Non, pas me rôder. Là en l’occurrence pour cette intro dont tu parles, c’était spécifique à cet album "L’Homme d'à Côté" sorti en 2018 qui était un album enregistré en studio mais en condition live, c’était le set qu’on jouait en concert, justement. Une sorte d’« album live de studio » (rires). Et je voulais l’ouvrir sur cette version instru de 'L’Hymne à l'Amour' comme je la jouais déjà en concert car ça m’amusait ce petit clin d’œil à
Jimi Hendrix - en toute modestie bien évidemment (rires)-, avec sa version de l’hymne américain qui s'attaquait à un symbole représentant les Etats-Unis. Et moi m’attaquant de mon côté à un symbole représentant la France, avec ce titre emblématique d'
Édith Piaf! Et concernant la reprise de
Niagara, pour tout t’avouer, je ne fais quasi jamais de reprises, ni n’ai jamais joué dans des groupes de reprises, mais c’était surtout un petit challenge pour moi de reprendre ce titre que j’aime beaucoup et de l’adapter à ma sauce.
Tes premiers albums sont marqués par un fleuve mélancolique agité, portés par une voix profonde qui peut rappeler parfois Mathieu Boogaerts.
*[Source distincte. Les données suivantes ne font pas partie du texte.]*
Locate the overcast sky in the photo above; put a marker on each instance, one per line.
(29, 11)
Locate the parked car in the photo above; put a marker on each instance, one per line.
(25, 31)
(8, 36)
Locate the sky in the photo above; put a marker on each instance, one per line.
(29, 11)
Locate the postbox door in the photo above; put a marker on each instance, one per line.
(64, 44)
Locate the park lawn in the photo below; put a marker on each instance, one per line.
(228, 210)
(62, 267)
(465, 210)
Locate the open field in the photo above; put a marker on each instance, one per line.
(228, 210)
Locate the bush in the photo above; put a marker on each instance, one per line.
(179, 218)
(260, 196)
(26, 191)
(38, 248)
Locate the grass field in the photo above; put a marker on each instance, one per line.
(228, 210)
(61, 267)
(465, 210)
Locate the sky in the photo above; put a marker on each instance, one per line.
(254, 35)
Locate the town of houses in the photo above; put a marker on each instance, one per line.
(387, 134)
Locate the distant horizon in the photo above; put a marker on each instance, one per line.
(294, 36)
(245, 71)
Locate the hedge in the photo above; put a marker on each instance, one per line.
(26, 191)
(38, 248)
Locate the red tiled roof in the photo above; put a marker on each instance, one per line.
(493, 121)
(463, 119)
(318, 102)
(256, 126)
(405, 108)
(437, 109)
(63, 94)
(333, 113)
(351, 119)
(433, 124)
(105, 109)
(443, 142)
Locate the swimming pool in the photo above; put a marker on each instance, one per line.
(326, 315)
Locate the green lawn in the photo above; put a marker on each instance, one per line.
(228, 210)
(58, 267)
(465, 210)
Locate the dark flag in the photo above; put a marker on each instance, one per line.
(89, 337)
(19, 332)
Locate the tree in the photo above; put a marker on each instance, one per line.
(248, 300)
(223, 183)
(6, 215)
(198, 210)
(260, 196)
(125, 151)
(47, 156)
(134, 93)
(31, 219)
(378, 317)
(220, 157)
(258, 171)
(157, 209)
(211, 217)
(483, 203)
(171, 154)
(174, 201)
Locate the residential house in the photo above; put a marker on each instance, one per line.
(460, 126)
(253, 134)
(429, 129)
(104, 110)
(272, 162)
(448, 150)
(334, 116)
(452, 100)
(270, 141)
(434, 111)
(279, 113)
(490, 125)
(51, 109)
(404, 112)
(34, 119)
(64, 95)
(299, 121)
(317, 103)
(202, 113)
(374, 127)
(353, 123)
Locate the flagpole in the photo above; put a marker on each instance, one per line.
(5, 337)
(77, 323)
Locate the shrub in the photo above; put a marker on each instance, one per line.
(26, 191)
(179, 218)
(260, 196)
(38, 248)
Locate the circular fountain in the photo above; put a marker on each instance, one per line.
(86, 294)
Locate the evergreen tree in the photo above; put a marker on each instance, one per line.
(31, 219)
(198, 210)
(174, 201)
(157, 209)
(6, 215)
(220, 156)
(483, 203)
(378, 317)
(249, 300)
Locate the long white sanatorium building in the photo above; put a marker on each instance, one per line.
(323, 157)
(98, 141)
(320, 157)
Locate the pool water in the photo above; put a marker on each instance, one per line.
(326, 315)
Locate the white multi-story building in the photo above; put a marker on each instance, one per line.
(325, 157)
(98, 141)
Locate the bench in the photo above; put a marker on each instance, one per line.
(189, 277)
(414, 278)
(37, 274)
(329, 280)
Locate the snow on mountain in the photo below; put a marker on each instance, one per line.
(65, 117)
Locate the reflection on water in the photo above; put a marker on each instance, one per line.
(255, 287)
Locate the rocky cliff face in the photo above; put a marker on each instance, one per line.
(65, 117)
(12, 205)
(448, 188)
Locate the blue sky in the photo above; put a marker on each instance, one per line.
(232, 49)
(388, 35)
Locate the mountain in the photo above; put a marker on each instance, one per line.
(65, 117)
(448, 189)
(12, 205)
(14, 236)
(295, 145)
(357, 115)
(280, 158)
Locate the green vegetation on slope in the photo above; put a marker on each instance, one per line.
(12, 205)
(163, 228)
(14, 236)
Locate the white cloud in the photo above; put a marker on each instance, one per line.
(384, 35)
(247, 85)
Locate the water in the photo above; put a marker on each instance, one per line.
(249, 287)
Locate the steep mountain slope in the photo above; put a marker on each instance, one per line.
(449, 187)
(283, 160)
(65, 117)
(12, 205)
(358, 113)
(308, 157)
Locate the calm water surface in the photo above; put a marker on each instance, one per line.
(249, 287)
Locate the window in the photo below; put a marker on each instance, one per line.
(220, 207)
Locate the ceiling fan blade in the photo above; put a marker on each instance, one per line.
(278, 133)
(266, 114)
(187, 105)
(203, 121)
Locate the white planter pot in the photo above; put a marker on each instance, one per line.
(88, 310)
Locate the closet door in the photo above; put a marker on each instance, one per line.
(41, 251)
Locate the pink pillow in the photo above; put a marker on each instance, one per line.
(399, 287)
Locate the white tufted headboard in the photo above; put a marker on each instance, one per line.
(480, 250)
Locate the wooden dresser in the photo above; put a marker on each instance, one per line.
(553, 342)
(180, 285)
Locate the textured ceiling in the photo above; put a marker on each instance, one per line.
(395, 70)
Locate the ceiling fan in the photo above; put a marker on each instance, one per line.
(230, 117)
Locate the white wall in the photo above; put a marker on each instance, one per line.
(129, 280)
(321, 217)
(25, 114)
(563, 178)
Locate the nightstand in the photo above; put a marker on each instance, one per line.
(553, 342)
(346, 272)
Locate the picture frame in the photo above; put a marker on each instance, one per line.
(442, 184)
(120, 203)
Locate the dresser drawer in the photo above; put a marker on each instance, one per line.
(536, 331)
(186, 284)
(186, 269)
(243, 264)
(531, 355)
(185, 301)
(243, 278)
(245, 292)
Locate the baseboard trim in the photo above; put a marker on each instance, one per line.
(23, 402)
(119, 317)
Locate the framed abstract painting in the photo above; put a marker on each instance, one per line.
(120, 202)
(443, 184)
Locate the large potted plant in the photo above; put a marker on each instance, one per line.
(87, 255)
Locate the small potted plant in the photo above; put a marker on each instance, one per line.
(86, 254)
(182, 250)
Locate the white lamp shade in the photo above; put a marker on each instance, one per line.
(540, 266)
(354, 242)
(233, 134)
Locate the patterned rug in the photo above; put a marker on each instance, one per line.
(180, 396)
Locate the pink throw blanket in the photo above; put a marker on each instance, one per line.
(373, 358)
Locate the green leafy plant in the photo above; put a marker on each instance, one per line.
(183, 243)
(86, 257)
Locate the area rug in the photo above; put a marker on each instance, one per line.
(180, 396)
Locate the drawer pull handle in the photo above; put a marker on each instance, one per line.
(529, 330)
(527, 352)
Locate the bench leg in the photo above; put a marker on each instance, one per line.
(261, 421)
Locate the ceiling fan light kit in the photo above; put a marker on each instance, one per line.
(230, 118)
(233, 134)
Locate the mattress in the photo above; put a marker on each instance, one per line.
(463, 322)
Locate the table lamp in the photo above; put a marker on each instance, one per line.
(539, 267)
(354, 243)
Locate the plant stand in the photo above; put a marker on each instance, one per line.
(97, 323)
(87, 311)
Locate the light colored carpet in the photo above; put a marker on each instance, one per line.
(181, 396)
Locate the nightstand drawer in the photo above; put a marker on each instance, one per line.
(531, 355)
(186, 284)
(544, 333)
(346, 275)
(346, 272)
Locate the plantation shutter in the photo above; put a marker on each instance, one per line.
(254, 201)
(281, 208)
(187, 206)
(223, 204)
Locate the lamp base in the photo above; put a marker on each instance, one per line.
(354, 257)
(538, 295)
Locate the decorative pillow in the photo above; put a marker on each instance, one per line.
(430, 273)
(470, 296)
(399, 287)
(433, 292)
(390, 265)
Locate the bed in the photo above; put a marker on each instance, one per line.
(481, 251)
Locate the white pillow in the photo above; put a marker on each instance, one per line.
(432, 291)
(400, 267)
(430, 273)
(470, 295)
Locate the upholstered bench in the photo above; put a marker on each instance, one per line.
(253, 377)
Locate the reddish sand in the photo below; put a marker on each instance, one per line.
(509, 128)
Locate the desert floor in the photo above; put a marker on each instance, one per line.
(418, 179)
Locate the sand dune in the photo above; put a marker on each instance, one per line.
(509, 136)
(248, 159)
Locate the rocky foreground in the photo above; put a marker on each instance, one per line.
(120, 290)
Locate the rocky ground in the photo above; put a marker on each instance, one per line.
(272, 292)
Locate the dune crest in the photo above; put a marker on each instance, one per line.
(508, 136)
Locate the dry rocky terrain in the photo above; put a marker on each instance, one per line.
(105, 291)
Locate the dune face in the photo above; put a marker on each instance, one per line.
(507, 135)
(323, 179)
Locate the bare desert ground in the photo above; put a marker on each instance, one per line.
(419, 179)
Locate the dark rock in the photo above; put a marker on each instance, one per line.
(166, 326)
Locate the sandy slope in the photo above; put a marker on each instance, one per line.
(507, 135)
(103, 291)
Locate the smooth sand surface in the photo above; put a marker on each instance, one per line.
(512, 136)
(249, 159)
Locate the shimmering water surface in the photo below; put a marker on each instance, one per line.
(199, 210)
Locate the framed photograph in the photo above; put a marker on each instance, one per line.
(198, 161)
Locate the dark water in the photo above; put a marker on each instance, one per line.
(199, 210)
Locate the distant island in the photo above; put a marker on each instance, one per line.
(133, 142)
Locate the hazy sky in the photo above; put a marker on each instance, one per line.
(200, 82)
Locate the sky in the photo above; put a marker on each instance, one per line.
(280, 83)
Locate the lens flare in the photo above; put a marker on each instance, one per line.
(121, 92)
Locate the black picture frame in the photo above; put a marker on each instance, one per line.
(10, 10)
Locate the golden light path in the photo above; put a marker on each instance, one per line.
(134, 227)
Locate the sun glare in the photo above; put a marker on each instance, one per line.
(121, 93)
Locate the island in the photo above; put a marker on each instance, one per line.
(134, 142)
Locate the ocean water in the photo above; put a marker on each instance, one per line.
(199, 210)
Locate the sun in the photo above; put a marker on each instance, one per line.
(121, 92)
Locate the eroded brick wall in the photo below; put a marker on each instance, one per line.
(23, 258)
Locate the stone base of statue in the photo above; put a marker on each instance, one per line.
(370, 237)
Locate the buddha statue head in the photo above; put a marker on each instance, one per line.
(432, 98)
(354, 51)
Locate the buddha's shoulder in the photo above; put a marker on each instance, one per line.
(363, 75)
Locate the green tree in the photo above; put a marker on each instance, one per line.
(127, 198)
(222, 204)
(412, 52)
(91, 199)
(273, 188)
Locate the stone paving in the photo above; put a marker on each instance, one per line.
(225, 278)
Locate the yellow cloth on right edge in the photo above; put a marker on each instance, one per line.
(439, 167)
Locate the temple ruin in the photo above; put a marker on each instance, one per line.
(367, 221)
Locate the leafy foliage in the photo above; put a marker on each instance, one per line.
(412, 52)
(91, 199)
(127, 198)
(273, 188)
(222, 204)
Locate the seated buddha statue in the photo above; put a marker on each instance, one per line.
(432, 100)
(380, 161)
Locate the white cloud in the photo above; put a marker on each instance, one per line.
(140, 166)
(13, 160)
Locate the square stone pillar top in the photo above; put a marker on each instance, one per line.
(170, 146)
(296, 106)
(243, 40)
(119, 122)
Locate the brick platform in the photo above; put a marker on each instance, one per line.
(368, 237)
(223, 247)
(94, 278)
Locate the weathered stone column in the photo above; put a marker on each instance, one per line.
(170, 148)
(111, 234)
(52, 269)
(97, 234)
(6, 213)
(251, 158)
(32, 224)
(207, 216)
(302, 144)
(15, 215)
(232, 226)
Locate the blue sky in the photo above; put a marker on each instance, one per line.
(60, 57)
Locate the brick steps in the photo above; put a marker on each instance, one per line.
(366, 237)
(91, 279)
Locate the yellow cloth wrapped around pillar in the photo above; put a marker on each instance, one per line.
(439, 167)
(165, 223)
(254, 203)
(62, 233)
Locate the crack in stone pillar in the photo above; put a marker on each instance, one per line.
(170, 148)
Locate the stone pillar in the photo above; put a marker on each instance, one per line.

Agité parce que l'on retrouve quelques sursauts comme 'À L'Eau', le début de 'En Suspens I', 'Comme Un Arbre', 'Tout Est Mieux'. L'ensemble pourrait être défini comme “acerbe mélancolique”. Est-ce que cela te correspond bien ?
“Acerbe” je ne crois pas non, ou alors juste dans le sens “incisif, acéré”. Mais mélancolique, oui absolument. Particulièrement avec mon premier album "Exilés volontaires" sorti en 2010, je pense. En tout cas je trouve assez jolie comme expression « fleuve mélancolique agité » ! Mais ces dernières années les titres de mes derniers albums sont vraiment moins empreints de mélancolie, pas de manière aussi récurrente tout du moins.
Comment enregistres-tu en studio avec tes deux partenaires ? Est-ce que c'est toi qui décides de tout ou les deux filles peuvent mettre leur grain de sel ? Est-ce que l'on retrouve la même formation que sur les précédents albums sur celui-ci?
Pour cette trilogie d’albums 2020/2021/2022, justement ce qui fait ce triptyque est qu’ils sont réalisés à chaque fois avec la même équipe, les 2 mêmes musiciennes, France Cartigny (claviers, guitare) et Emilie Rambaud (batterie), le même ingénieur du son Stéphane Prin, dans le même studio d’enregistrement, Midilive. Pour ces trois albums, j’ai toujours procédé de la même manière et plutôt beaucoup dans l’urgence : je compose, écris et arrange les morceaux de mon côté, puis on les travaille en répétition en groupe avec France et Emilie pendant quelques jours avant d’entrer en studio, pour préciser, affiner les arrangements ensemble. Et enfin nous allons en studio les enregistrer peu de temps après, dans la foulée, en condition live et en très peu de temps, en 3 jours à chaque fois !
On a parlé du précédent opus comme d'un concept album associé à "A l'Instinct, A l'Instant", est-ce que cet album pourrait être la troisième partie d'une trilogie ?
Oui, tout à fait, c’en est même le concept ! "Se Taire et Écouter" tout juste sorti, est le troisième volet de la trilogie d'albums, après "À l'Instinct à l’Instant" sorti en 2020 et "En Suspens"sorti en 2021. Ces 3 albums font partie d’un tout, d’un ensemble. Cela aurait presque pu être un seul et même long album mais j’ai préféré rester proche de l’instant présent, dans l’urgence du temps qui passe et sortir un album par an. Faire des albums assez courts, avec 8, 9 ou 10 titres max, à chaque fois comme une photographie de l’époque, des signes du temps que je traverse.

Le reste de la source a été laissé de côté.